Api.access.deny doesn't seem to return any value

Hi,

I have read a lot of different questions in here about api.access.deny, redirect and error messages but I still haven’t found an adequate answer yet. So below are my two questions to this topic.

1. General questions about “api.access.deny(‘reason’)” in the “onExecutePostLogin” flow

The documentation says the following:

api.access.deny(reason)

Mark the current login attempt as denied. This will prevent the end-user from completing the login flow. This will NOT cancel other user-related side effects (such as metadata changes) requested by this Action. The login flow will immediately stop following the completion of this action and no further Actions will be executed.

Parameter: reason
Description: A human-readable explanation for rejecting the login. This is sent as error_description to the application that initiated the request.

Questions:
What does mark actually mean under the hood?
Can I replicate this myself by setting some secret variable to true/false?
If I use api.redirect.sendUserTo(redirectToUrl); without using the api.access.deny method, will it have the same effect or do I need to do/set something else as well?

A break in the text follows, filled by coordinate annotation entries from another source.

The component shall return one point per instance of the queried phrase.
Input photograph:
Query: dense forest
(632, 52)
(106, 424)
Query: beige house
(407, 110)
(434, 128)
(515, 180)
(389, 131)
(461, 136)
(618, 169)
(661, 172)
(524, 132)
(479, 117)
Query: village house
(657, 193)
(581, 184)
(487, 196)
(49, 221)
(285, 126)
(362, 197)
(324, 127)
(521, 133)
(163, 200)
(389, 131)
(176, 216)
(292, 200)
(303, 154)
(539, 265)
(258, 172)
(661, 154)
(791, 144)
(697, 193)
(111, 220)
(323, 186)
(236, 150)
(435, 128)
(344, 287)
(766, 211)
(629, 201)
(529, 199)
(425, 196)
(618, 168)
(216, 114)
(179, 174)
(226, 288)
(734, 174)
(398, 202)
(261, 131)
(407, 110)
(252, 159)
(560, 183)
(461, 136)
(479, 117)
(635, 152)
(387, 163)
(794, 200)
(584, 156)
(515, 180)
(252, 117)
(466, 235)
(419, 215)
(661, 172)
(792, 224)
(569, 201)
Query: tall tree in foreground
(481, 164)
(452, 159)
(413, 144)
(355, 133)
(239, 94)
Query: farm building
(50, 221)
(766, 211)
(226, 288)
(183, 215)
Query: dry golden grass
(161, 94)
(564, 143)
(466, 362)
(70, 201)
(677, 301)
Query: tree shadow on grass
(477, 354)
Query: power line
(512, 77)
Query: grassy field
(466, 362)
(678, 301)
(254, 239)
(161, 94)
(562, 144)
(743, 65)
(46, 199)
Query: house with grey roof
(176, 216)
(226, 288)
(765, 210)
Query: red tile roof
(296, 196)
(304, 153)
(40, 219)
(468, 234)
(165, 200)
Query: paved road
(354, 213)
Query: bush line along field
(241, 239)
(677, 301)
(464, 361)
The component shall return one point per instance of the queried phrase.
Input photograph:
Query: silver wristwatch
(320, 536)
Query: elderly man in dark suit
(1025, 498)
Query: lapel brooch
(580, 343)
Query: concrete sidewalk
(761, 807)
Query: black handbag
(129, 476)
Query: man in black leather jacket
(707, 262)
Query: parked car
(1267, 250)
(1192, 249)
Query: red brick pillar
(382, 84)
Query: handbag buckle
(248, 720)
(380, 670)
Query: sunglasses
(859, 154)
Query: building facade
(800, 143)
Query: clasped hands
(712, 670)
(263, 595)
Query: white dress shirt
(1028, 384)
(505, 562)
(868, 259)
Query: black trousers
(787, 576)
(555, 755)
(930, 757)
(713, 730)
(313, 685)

2. According to the documentation (see question 1) it says that the parameter is sent as an error_description to the application that initiated the request, however this doesn’t seem to happen.

I have a simple C# application and the following snippets of interest.

Program.cs → Config
image

HomeController.cs → Login

HomeController.cs → Denied (by setting the deny flag in the flow. Here I would expect to see the error_description)

Login flow inside Auth0

exports.onExecutePostLogin = async (event, api) => {
  api.access.deny('Some random reason to deny the request here');    
};

Question:
Do I need to change something in the C# configuration or set a flag in the Auth0 application to get the error message?